At a time when few Europeans travelled to the African continent, the public stilled their curiosity for what happened in the Congo Free State by listening to the travel stories of European explorers. How was the colony represented in Belgium between 1885-1945? This is the key question of Anse De Weerdt’s PhD research. In the following, she will tell us where her quest began.

Whenever I visited my grandfather, he would eagerly show his collection of old cameras, which he collected as a hobby photographer. On his dresser, he flaunted three magic lanterns. These three pieces in his collection looked strange to me as a child. I didn’t quite understand what they were, but I enjoyed watching my grandfather passionately show off the curious objects.

Now, many years later, the magic lantern is the protagonist in the research I am conducting as part of the B-magic project. Though I unfortunately can no longer tell him that. I now know that the magic lantern has told many vivid stories, many histories, and is therefore a rich object of research.

The lantern as a popular mass medium

The magic lantern is a device that was developed in the seventeenth century for the projection of images for a live audience. Initially hand-painted but later printed, photographic images on glass slides appeared enlarged on a screen to illustrate a lecture or story. Since the late nineteenth century, it became extremely popular in all branches of society and was used for various purposes: entertainment, education, and political and religious propaganda. Even though the magic lantern was present in many public and private domains until deep into the twentieth century, it has been a largely overlooked medium in media history, often treated as a less developed ancestor of cinema.

Pictures of Congo in Belgium

As one of the first global mass media, the magic lantern played an important role in the colonial practices of state officials, missionaries, and scientific and academic communities. Since the end of the nineteenth century, the lectures of these explorers, scientists, missionaries were accompanied by travel photographs taken with a portable Kodak camera. This was the standard equipment for about anyone travelling within the colonies.

After returning home, the travellers turned their photographs into magic lantern slides. They were inserted in a magic lantern with a light source, allowing photographs of faraway territories to be projected on a large screen for the curious people at home.

Many questions left

There are still many unanswered questions: Who gave those lectures? How did these lantern images shape ideas about the colonies and their inhabitants? What is the impact of the colonial lantern representation on current discourses in visual media and on Belgium’s colonial heritage? Which political and religious values and ideas circulated in these representations?
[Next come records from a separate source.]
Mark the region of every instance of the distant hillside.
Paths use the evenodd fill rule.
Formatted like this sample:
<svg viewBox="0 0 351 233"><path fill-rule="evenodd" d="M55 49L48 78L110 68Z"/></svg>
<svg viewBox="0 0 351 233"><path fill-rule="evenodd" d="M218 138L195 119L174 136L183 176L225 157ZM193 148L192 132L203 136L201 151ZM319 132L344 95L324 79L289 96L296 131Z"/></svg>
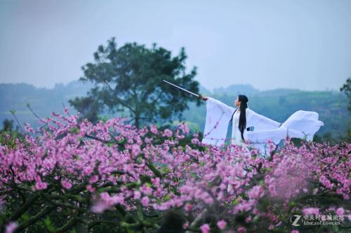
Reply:
<svg viewBox="0 0 351 233"><path fill-rule="evenodd" d="M37 88L24 83L0 84L0 121L2 122L6 118L13 119L10 110L13 109L21 123L29 122L34 127L39 126L38 120L26 106L27 103L41 118L49 117L52 111L62 113L62 104L72 113L75 113L68 100L85 95L91 87L91 84L84 84L80 81L67 85L57 84L53 89ZM298 110L316 111L319 114L319 119L324 122L324 126L317 132L318 135L326 132L333 135L343 134L350 119L347 99L338 92L306 92L293 89L259 91L249 85L233 85L215 89L213 92L200 86L200 93L230 106L233 106L238 94L246 94L251 108L281 122ZM197 107L193 104L190 104L189 106L190 110L183 114L184 120L193 129L202 132L206 106Z"/></svg>

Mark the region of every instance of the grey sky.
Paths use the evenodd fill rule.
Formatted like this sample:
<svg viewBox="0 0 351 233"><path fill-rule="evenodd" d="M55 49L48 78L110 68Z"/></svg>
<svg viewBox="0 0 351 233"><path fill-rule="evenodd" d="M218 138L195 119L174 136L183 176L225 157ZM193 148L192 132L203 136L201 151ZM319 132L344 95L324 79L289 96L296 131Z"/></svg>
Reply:
<svg viewBox="0 0 351 233"><path fill-rule="evenodd" d="M211 90L338 90L351 77L351 0L0 0L0 83L77 80L112 36L184 46Z"/></svg>

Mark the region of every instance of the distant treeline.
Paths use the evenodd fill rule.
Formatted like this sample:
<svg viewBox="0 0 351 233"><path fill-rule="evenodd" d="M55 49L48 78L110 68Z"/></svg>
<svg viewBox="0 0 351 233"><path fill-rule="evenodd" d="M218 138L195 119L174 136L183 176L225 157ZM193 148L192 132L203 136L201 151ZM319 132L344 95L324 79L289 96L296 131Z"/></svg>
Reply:
<svg viewBox="0 0 351 233"><path fill-rule="evenodd" d="M10 111L15 110L20 123L28 122L38 127L38 119L27 104L41 118L50 116L52 111L62 113L63 106L71 113L76 111L68 104L75 97L84 96L92 85L73 81L67 85L57 84L53 89L37 88L27 84L0 84L0 121L13 119ZM301 91L293 89L276 89L260 91L249 85L234 85L226 88L215 89L211 92L200 87L201 94L233 105L237 94L249 97L248 106L256 112L279 122L284 122L298 110L316 111L324 122L316 135L322 138L336 138L345 134L349 127L350 113L347 97L337 91ZM202 132L206 116L206 106L189 104L190 110L184 112L183 118L192 129ZM108 115L117 117L118 114Z"/></svg>

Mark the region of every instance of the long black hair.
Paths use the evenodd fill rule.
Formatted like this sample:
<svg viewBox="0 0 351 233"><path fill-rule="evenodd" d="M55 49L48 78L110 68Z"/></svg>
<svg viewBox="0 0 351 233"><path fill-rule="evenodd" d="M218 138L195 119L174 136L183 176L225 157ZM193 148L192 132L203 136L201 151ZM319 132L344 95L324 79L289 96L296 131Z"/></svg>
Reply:
<svg viewBox="0 0 351 233"><path fill-rule="evenodd" d="M244 139L244 130L246 129L246 108L249 99L244 94L238 95L238 100L240 103L240 116L239 117L239 130L241 132L241 139Z"/></svg>
<svg viewBox="0 0 351 233"><path fill-rule="evenodd" d="M247 102L249 101L249 99L247 99L246 96L244 94L238 95L238 100L240 103L240 115L239 117L239 130L241 133L241 139L245 141L244 139L244 130L246 128L246 108L247 108ZM235 113L235 112L234 112ZM234 115L234 113L233 113ZM233 123L233 116L232 115L232 118L230 120L231 124Z"/></svg>

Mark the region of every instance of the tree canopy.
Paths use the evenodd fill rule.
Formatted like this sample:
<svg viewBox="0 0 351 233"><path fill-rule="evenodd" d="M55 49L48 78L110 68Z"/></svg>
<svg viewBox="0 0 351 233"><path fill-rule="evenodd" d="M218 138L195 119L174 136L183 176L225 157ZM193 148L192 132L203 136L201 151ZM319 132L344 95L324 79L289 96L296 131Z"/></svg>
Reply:
<svg viewBox="0 0 351 233"><path fill-rule="evenodd" d="M88 96L69 103L93 122L103 111L124 112L137 127L173 116L181 118L182 112L188 109L187 101L195 101L197 106L201 102L162 80L198 92L199 83L194 80L197 68L187 73L186 58L183 48L173 57L155 43L151 48L136 43L117 48L112 38L107 46L98 46L95 62L81 67L84 75L80 80L92 82L95 87Z"/></svg>

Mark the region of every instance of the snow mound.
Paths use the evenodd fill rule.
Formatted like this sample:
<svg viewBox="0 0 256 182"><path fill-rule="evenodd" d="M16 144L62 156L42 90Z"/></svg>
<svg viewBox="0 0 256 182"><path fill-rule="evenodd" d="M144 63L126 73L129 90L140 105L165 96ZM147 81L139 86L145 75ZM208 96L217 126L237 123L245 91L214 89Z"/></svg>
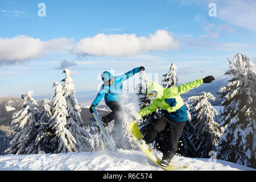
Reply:
<svg viewBox="0 0 256 182"><path fill-rule="evenodd" d="M7 111L10 111L16 109L16 108L14 108L14 107L13 107L9 106L6 106L5 109L6 109Z"/></svg>
<svg viewBox="0 0 256 182"><path fill-rule="evenodd" d="M175 156L174 165L189 165L191 171L255 171L244 166L209 159ZM33 171L161 171L141 151L119 149L92 152L59 154L6 155L0 156L0 170ZM182 169L181 170L183 170Z"/></svg>

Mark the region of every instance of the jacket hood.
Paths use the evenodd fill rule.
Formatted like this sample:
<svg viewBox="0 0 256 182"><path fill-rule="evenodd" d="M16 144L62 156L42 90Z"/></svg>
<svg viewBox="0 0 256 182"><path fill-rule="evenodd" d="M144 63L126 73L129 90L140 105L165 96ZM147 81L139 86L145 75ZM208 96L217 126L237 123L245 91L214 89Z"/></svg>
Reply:
<svg viewBox="0 0 256 182"><path fill-rule="evenodd" d="M149 96L149 94L152 91L156 91L158 95L156 98L162 99L163 96L163 91L164 88L155 82L151 82L147 89L147 96Z"/></svg>
<svg viewBox="0 0 256 182"><path fill-rule="evenodd" d="M114 76L110 73L106 71L101 74L101 79L102 79L103 81L108 81L113 77Z"/></svg>

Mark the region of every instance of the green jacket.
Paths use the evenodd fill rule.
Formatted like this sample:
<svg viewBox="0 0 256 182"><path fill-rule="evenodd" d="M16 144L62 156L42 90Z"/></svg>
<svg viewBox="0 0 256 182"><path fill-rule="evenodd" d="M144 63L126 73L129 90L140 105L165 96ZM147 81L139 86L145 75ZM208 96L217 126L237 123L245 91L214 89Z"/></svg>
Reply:
<svg viewBox="0 0 256 182"><path fill-rule="evenodd" d="M201 78L181 86L164 89L158 83L152 82L147 88L147 96L148 97L152 91L156 90L158 92L157 98L138 114L143 117L160 107L163 110L164 115L171 121L186 121L188 120L187 110L180 95L198 87L203 83L203 79Z"/></svg>

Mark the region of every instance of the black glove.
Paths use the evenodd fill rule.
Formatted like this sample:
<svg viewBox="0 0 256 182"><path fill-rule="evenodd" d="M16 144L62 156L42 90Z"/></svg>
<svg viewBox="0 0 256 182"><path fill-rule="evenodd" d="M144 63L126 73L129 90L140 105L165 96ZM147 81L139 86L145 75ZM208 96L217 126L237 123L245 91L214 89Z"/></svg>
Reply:
<svg viewBox="0 0 256 182"><path fill-rule="evenodd" d="M92 110L92 107L95 107L95 106L94 105L92 105L92 105L90 106L90 112L91 113L93 113L93 111Z"/></svg>
<svg viewBox="0 0 256 182"><path fill-rule="evenodd" d="M205 78L203 78L203 81L204 82L204 83L209 84L211 83L212 81L213 81L214 80L215 80L214 77L213 77L212 76L207 76Z"/></svg>

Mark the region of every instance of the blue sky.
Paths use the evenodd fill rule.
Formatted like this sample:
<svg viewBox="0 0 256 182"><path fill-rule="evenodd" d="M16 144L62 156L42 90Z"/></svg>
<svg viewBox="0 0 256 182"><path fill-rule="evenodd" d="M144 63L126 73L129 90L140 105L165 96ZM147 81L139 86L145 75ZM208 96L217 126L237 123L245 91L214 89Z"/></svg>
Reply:
<svg viewBox="0 0 256 182"><path fill-rule="evenodd" d="M161 75L173 62L179 82L221 76L238 52L255 63L255 17L254 1L1 0L0 97L51 94L64 68L77 91L104 71Z"/></svg>

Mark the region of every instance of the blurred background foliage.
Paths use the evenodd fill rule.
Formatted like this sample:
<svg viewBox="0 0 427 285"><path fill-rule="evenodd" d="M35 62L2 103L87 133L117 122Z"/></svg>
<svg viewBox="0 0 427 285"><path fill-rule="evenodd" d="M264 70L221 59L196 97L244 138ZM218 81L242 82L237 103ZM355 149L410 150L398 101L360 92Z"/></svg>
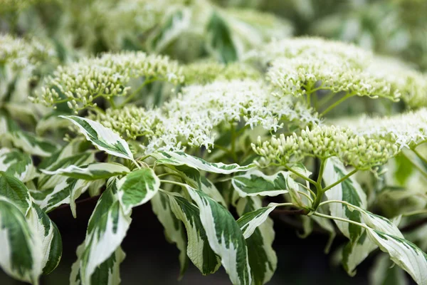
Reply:
<svg viewBox="0 0 427 285"><path fill-rule="evenodd" d="M427 69L423 0L1 2L0 31L51 39L63 60L125 49L184 62L208 56L229 62L271 38L316 35L354 42Z"/></svg>

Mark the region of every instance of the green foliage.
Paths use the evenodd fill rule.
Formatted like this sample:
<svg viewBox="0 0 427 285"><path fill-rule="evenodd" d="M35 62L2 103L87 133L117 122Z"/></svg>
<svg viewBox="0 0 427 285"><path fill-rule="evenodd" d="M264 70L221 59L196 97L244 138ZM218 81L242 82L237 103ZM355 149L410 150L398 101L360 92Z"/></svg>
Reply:
<svg viewBox="0 0 427 285"><path fill-rule="evenodd" d="M425 34L422 1L277 11L295 14L297 32L366 46L369 31L374 50L418 69L288 37L287 20L218 2L1 3L1 269L38 284L62 253L47 213L69 204L75 217L89 195L97 202L71 284L120 282L132 209L148 203L179 251L180 276L191 261L203 275L222 266L233 284L268 282L278 259L298 258L273 247L280 212L300 217L302 237L329 235L327 252L348 239L335 256L351 276L379 249L374 284L406 284L404 271L427 284L425 43L379 42ZM279 5L268 2L258 7ZM312 23L315 13L325 18ZM384 36L375 24L390 14L404 25ZM349 15L359 27L351 38L334 26Z"/></svg>

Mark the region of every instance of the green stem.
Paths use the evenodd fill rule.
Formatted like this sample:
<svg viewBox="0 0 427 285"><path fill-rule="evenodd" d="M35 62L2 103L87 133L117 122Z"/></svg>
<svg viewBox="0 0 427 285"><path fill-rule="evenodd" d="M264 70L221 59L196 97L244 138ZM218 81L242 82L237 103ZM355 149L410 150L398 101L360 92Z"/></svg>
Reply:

In my PhD project entitled “Travelling colonial pictures: Circulation of colonial magic lantern images between science, politics, and religion” I aim to uncover the role of colonial magic lantern lectures in Belgium between 1885-1950. The goal is to unravel the entangled relation between science, politics, and religion in the Belgian colonial context. To do so, I analyse the public speakers’ discourses in relation to the colonial slides used to illustrate their stories. I will follow them on their journeys as they visited different sites within academical, geographical, scientific, economic, and medical societies.

I am only at the beginning of my search, but regularly think back to my grandfather. What would he think of all this? No doubt he would be as impassioned as me or even want to go exploring with me.


Anse De Weerdt’s research is funded by Le Fonds de la Recherche Scientifique – FNRS in the framework of the Excellence of Science project B-magic (EOS-contract 30802346).